Mit brechender Stimme hat Marco der Polizei das Baby rasch beschrieben: sechs Monate alt, blond, blaue Augen, Gewicht knapp sechzehn Pfund. Bei seinem Verschwinden hat es eine Einwegwindel getragen und einen schlichten rosa Strampler. Außerdem fehlt eine leichte weiße Sommerbabydecke aus dem Bett.

Im Haus wimmelt es nur so von Uniformierten. Systematisch durchsuchen sie das Haus. Einige von ihnen tragen Latexhandschuhe und haben Spurensicherungskoffer dabei. In den wenigen Minuten vor Eintreffen der Polizei sind Anne und Marco wie wild durch das Haus gerannt, haben aber nichts gefunden. Die Kriminaltechniker bewegen sich langsam vorwärts. Sie suchen nicht nach Cora. Sie suchen nach Spuren. Das Baby ist längst nicht mehr da.

Marco setzt sich neben Anne aufs Sofa, legt den Arm um sie und drückt sie an sich. Sie will sich von ihm lösen, tut es aber nicht. Sie lässt seinen Arm, wo er ist. Wie würde das auch aussehen, wenn sie ihn jetzt wegschieben würde? Sie riecht den Alkohol in seinem Atem.

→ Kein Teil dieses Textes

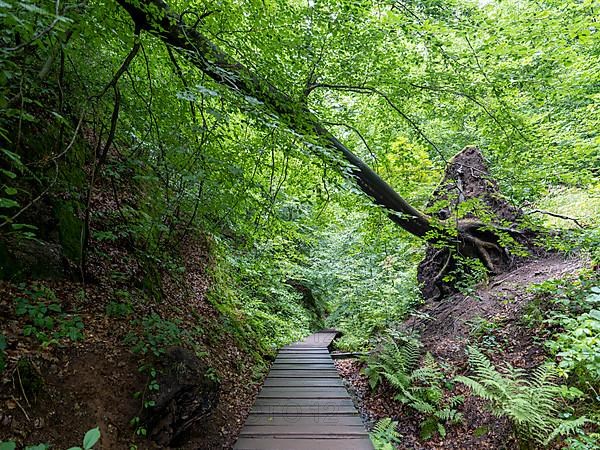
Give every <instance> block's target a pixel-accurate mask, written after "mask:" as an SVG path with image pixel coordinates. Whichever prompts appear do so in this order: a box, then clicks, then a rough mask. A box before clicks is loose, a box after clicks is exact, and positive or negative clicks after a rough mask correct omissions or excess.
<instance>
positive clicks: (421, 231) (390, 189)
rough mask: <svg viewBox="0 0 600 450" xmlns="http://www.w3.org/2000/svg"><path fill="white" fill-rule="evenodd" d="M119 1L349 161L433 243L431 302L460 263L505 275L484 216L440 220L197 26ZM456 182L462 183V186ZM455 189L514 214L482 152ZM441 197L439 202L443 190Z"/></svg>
mask: <svg viewBox="0 0 600 450" xmlns="http://www.w3.org/2000/svg"><path fill="white" fill-rule="evenodd" d="M117 2H118V3H119V4H120V5H121V6H122V7H123V8H124V9H125V10H126V11H127V12H128V13H129V14H130V16H131V17H132V19H133V21H134V23H135V25H136V26H137V27H139V28H141V29H143V30H146V31H148V32H149V33H150V34H153V35H154V36H157V37H158V38H160V39H161V40H162V41H163V42H165V43H166V44H167V45H170V46H172V47H174V48H176V49H177V50H178V51H179V52H181V53H182V54H183V56H184V57H185V58H187V60H188V61H190V62H191V63H192V64H194V65H195V66H196V67H197V68H198V69H199V70H201V71H202V72H204V73H205V74H206V75H208V76H209V77H210V78H212V79H213V80H214V81H215V82H217V83H219V84H221V85H223V86H226V87H228V88H230V89H231V90H233V91H235V92H237V93H239V94H241V95H244V96H250V97H253V98H255V99H257V100H259V101H260V102H262V103H263V104H264V105H265V106H266V107H267V108H269V109H270V110H271V111H273V112H274V113H275V114H277V115H278V116H279V118H280V119H281V121H282V122H283V123H285V124H286V125H287V126H289V127H290V128H291V129H293V130H295V131H296V132H297V133H299V134H301V135H304V136H310V137H313V138H314V137H316V138H317V139H318V141H319V143H320V145H321V146H323V147H326V148H329V149H331V150H333V151H334V152H335V153H336V154H338V155H340V156H341V157H342V158H343V159H344V160H345V161H347V163H348V165H349V171H348V172H349V175H350V177H351V178H352V179H353V180H354V181H355V182H356V183H357V184H358V186H359V187H360V189H361V190H362V191H363V192H364V193H365V194H367V195H368V196H370V197H371V198H372V199H373V201H374V202H375V203H376V204H378V205H380V206H382V207H384V208H385V209H386V210H387V211H388V213H389V217H390V219H391V220H393V221H394V222H395V223H396V224H398V225H399V226H401V227H402V228H404V229H405V230H406V231H408V232H409V233H412V234H413V235H415V236H418V237H420V238H424V239H426V240H427V241H428V243H429V244H431V245H430V247H429V250H428V253H427V257H426V260H425V261H424V262H423V263H422V264H421V267H420V276H419V279H420V281H421V282H422V286H423V289H422V290H423V293H424V295H425V297H440V296H441V295H443V293H445V292H446V290H447V289H446V288H448V286H449V284H450V283H451V282H450V283H448V282H447V281H445V280H446V279H447V278H448V277H446V275H447V274H448V273H450V272H451V271H452V270H453V269H455V268H456V261H457V260H458V259H460V258H461V257H468V258H469V257H470V258H477V259H479V260H480V261H482V262H483V264H484V265H485V266H486V267H487V269H488V270H489V271H491V272H500V271H502V270H504V269H505V268H506V267H509V266H510V264H511V262H512V257H511V256H510V254H509V252H508V251H507V249H506V248H505V246H504V245H502V244H501V241H502V239H501V238H500V235H499V234H497V233H495V232H494V231H493V230H490V229H491V228H494V227H493V226H492V225H491V224H490V223H489V221H488V222H487V223H484V222H482V221H480V220H479V219H478V218H477V217H466V218H463V219H460V220H457V219H456V218H452V217H451V216H452V214H451V212H450V214H447V215H445V214H443V213H440V214H437V217H435V218H433V217H431V216H428V215H426V214H424V213H423V212H421V211H419V210H417V209H416V208H414V207H413V206H411V205H410V204H409V203H408V202H407V201H406V200H405V199H404V198H402V197H401V196H400V195H399V194H398V193H397V192H396V191H395V190H394V189H393V188H392V187H391V186H390V185H388V184H387V183H386V182H385V181H384V180H383V179H381V177H380V176H379V175H377V173H375V172H374V171H373V170H372V169H371V168H370V167H369V166H368V165H367V164H365V163H364V162H363V161H362V160H361V159H360V158H358V157H357V156H356V155H355V154H354V153H352V151H350V149H348V148H347V147H346V146H345V145H344V144H343V143H341V142H340V141H339V140H338V139H337V138H336V137H335V136H333V135H332V134H331V132H329V130H328V129H327V128H326V127H325V126H323V125H322V124H321V123H320V122H319V120H318V119H317V117H316V116H315V115H314V114H313V113H311V112H310V111H309V110H308V108H307V107H306V105H305V104H304V103H303V102H301V101H299V100H295V99H293V98H291V97H290V96H289V95H287V94H286V93H284V92H282V91H280V90H278V89H277V88H276V87H275V86H273V85H272V84H270V83H269V82H267V81H266V80H264V79H262V78H260V76H259V75H258V74H256V73H254V72H253V71H251V70H250V69H248V68H247V67H245V66H244V65H242V64H240V63H239V62H238V61H236V60H235V59H233V58H232V57H231V56H230V55H228V54H227V53H225V52H224V51H222V50H221V49H220V48H219V47H218V46H216V45H215V44H214V43H213V42H211V41H210V40H209V39H207V38H206V37H205V36H204V35H202V34H201V33H200V32H199V31H198V30H197V29H196V28H193V27H190V26H188V25H186V24H185V23H184V22H182V21H181V20H180V18H179V17H178V16H177V15H176V14H174V13H173V12H172V11H171V10H170V8H169V6H168V5H167V4H166V3H165V2H164V1H163V0H117ZM473 154H475V155H478V157H477V158H479V159H477V158H475V159H476V160H477V161H476V162H477V163H479V162H481V167H475V166H469V164H471V163H470V162H469V160H470V159H469V158H471V157H472V156H473ZM461 155H462V156H461ZM465 158H466V159H465ZM466 173H473V176H472V177H467V178H465V177H464V175H465V174H466ZM451 178H452V183H451V185H452V186H450V187H448V186H447V185H445V184H444V183H447V182H449V181H450V179H451ZM471 182H474V183H475V184H474V185H473V186H475V187H477V186H480V185H481V186H493V188H494V189H491V190H490V189H485V188H484V189H476V188H474V189H471V187H473V186H471V187H469V186H467V185H466V184H468V183H471ZM457 183H462V184H463V186H459V185H458V184H457ZM465 183H466V184H465ZM478 183H479V184H478ZM453 187H456V188H457V190H458V191H457V194H456V195H457V197H456V199H454V200H452V201H450V202H449V204H451V205H454V206H457V205H458V204H459V203H461V202H462V201H463V200H464V199H465V198H473V195H466V196H465V192H467V193H469V192H470V193H471V194H473V193H477V192H479V193H480V194H482V195H487V197H485V198H486V199H488V200H490V201H488V202H486V201H484V203H487V206H490V207H491V212H492V213H494V214H495V213H496V212H500V211H501V210H503V211H505V212H506V211H507V208H506V202H505V201H504V200H499V199H500V198H501V197H500V194H499V193H498V192H497V189H496V186H495V183H493V182H490V179H489V174H488V173H487V168H485V165H483V158H482V157H481V153H480V152H479V150H478V149H476V148H469V147H467V148H466V149H465V150H464V151H463V152H461V154H459V155H457V157H456V158H455V159H454V160H453V163H452V164H450V166H449V167H448V168H447V176H446V178H445V180H444V182H443V183H442V192H443V191H445V190H446V191H451V190H452V188H453ZM475 196H476V195H475ZM435 197H436V196H435V195H434V198H435ZM437 197H440V195H439V192H438V195H437ZM496 216H497V219H498V220H497V221H495V222H496V223H497V224H498V225H497V229H498V230H500V229H502V230H503V232H504V233H505V236H506V233H508V234H509V235H511V236H518V235H519V233H520V232H518V231H516V229H515V228H512V226H509V227H508V228H507V227H506V226H505V225H502V226H501V225H499V224H500V223H501V220H500V219H503V216H502V214H499V215H498V214H496ZM514 223H515V221H513V224H514ZM450 287H451V286H450Z"/></svg>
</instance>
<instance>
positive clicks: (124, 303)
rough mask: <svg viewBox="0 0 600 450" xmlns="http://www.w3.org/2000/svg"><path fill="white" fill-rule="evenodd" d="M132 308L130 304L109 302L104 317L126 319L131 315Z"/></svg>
mask: <svg viewBox="0 0 600 450" xmlns="http://www.w3.org/2000/svg"><path fill="white" fill-rule="evenodd" d="M132 312H133V308H132V307H131V304H130V303H120V302H114V301H111V302H109V303H108V304H107V305H106V315H107V316H112V317H127V316H129V315H131V313H132Z"/></svg>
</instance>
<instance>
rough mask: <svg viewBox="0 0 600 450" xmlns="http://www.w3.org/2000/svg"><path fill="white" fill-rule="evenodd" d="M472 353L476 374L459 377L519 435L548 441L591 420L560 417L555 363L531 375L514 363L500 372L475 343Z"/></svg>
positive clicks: (527, 438)
mask: <svg viewBox="0 0 600 450" xmlns="http://www.w3.org/2000/svg"><path fill="white" fill-rule="evenodd" d="M468 354H469V364H470V366H471V368H472V369H473V371H474V372H475V375H474V376H473V377H466V376H458V377H456V381H458V382H460V383H463V384H464V385H466V386H467V387H468V388H469V389H471V391H472V392H473V394H475V395H476V396H478V397H481V398H483V399H485V400H487V401H488V402H489V404H490V406H491V409H492V413H493V414H494V415H496V416H497V417H507V418H509V419H510V420H511V421H512V422H513V424H514V426H515V429H516V431H517V435H518V436H521V437H524V438H527V439H533V440H535V441H537V442H539V443H542V444H547V443H549V442H550V441H552V440H553V439H555V438H556V437H557V436H559V435H566V434H569V433H572V432H574V431H576V430H578V429H580V428H581V426H582V425H583V424H585V423H586V422H587V421H588V420H587V419H586V418H585V417H582V418H579V419H575V420H571V421H564V420H561V419H559V418H558V409H559V405H558V402H557V401H556V398H557V397H558V396H559V392H560V388H559V387H558V386H557V385H556V384H555V378H556V376H555V368H554V366H552V365H549V364H546V365H542V366H540V367H538V368H536V369H535V370H534V371H533V373H532V374H531V377H529V378H528V377H527V376H526V373H525V371H524V370H522V369H519V368H515V367H513V366H511V365H510V364H507V365H506V368H505V370H504V373H500V372H498V371H497V370H496V368H495V367H494V365H493V364H492V363H491V362H490V360H489V359H488V358H487V357H486V356H485V355H484V354H483V353H482V352H481V351H479V350H478V349H477V348H475V347H469V348H468Z"/></svg>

Inzwischen gibt Anne sich selbst die Schuld an allem. Gerne würde sie Marco die Verantwortung zuschieben, doch sie hat schließlich zugestimmt, das Baby allein zu lassen. Sie hätte zuhause bleiben sollen. Nein … Sie hätte Cora nach nebenan mitnehmen sollen. Zum Teufel mit Cynthia. Sie bezweifelt, dass Cynthia sie deswegen rausgeworfen hätte. Schließlich wäre dann die Feier für Graham ausgefallen. Doch diese Erkenntnis kommt zu spät.

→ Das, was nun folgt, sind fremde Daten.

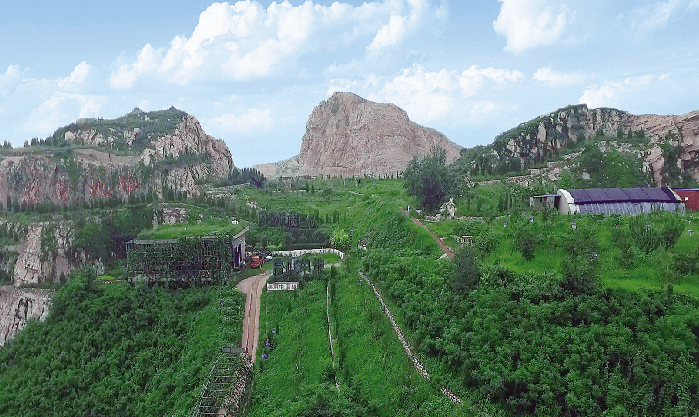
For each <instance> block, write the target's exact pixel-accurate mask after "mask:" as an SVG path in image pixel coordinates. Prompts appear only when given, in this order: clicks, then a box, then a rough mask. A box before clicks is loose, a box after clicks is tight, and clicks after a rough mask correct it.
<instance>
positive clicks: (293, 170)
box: [253, 155, 299, 179]
mask: <svg viewBox="0 0 699 417" xmlns="http://www.w3.org/2000/svg"><path fill="white" fill-rule="evenodd" d="M253 168H255V169H256V170H258V171H259V172H260V174H262V175H264V176H265V178H268V179H274V178H279V177H295V176H297V175H298V172H299V156H298V155H294V156H292V157H291V158H289V159H284V160H282V161H277V162H273V163H270V164H259V165H255V166H254V167H253Z"/></svg>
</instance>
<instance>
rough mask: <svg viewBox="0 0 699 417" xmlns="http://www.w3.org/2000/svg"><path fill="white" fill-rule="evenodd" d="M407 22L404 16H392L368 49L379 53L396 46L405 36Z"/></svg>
mask: <svg viewBox="0 0 699 417" xmlns="http://www.w3.org/2000/svg"><path fill="white" fill-rule="evenodd" d="M405 20H406V19H405V18H404V17H403V16H400V15H397V14H392V15H391V18H390V20H389V21H388V23H387V24H386V25H384V26H383V27H382V28H381V29H379V31H378V32H377V33H376V36H375V37H374V40H373V41H371V44H369V46H367V49H368V50H369V51H371V52H373V53H379V52H380V51H381V50H382V49H384V48H386V47H388V46H392V45H395V44H396V43H397V42H398V41H399V40H400V39H401V38H402V37H403V35H405V31H406V27H405V26H406V24H405Z"/></svg>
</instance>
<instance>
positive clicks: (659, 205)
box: [557, 187, 685, 214]
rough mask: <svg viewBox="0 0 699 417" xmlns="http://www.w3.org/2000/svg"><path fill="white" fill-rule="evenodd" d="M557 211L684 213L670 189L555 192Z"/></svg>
mask: <svg viewBox="0 0 699 417" xmlns="http://www.w3.org/2000/svg"><path fill="white" fill-rule="evenodd" d="M557 194H558V195H559V196H560V198H559V199H558V201H557V203H558V211H560V212H561V213H562V214H577V213H581V214H584V213H602V214H612V213H617V214H639V213H650V212H652V211H656V210H664V211H679V212H681V213H684V211H685V205H684V202H683V201H682V199H681V198H680V197H679V196H678V195H677V193H675V192H674V191H673V190H672V189H670V188H667V187H663V188H592V189H587V190H583V189H568V190H566V189H563V188H561V189H559V190H558V193H557Z"/></svg>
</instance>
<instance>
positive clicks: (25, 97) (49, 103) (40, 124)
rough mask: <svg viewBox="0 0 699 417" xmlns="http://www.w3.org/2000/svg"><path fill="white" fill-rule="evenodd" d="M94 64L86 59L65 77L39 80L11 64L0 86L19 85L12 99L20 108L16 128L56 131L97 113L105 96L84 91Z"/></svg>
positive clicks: (27, 132) (99, 108) (104, 100)
mask: <svg viewBox="0 0 699 417" xmlns="http://www.w3.org/2000/svg"><path fill="white" fill-rule="evenodd" d="M91 69H92V67H91V65H90V64H88V63H87V62H85V61H83V62H81V63H79V64H78V65H76V66H75V67H74V68H73V70H72V71H71V72H70V74H69V75H68V76H66V77H58V78H49V79H47V78H42V79H36V78H31V77H28V76H26V73H27V72H25V74H22V73H21V72H20V69H19V67H17V66H12V67H10V68H9V69H8V70H7V71H6V72H5V74H4V75H2V74H0V85H2V84H4V83H5V82H6V80H11V82H12V83H15V84H16V85H18V86H20V87H18V90H19V89H21V93H20V94H19V95H17V94H16V93H15V95H14V96H11V97H13V98H12V99H11V101H12V103H14V105H15V106H20V110H16V111H15V113H16V114H18V115H21V116H20V117H19V118H18V121H19V122H18V123H17V127H18V129H19V130H20V131H24V132H26V133H28V134H30V135H34V136H38V135H46V134H50V133H53V131H54V130H55V129H56V128H58V127H59V126H62V125H66V124H68V123H70V122H71V121H74V120H75V119H77V118H80V117H94V116H98V115H99V112H100V111H101V109H102V106H103V105H104V103H105V102H106V98H105V97H104V96H100V95H94V94H84V93H82V92H81V90H82V89H84V87H85V81H86V80H87V79H88V77H89V75H90V73H91Z"/></svg>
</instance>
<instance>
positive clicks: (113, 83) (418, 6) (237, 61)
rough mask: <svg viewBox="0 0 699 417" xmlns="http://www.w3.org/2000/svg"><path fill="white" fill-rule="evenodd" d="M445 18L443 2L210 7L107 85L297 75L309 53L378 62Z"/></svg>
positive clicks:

Alle werden sie verurteilen, nicht nur die Polizei. Das geschieht ihnen nur recht, werden sie sagen. Warum lassen sie ihr Baby auch allein. Tatsächlich würde Anne genauso denken, wäre das jemand anderem passiert. Sie weiß, wie voreingenommen Mütter sein können und wie gut es sich anfühlt, über jemand anderen den Stab zu brechen. Anne denkt an ihre Mutter-Kind-Gruppe, die sich einmal in der Woche zu Kaffee und Kuchen bei einer von ihnen trifft. Was werden sie wohl sagen?

Ein weiterer Mann ist gekommen. Er strahlt Ruhe aus in seinem dunklen, eleganten Anzug. Die uniformierten Beamten behandeln ihn mit Ehrfurcht. Anne hebt den Blick, schaut ihm in die durchdringenden blauen Augen und fragt sich, wer er wohl ist.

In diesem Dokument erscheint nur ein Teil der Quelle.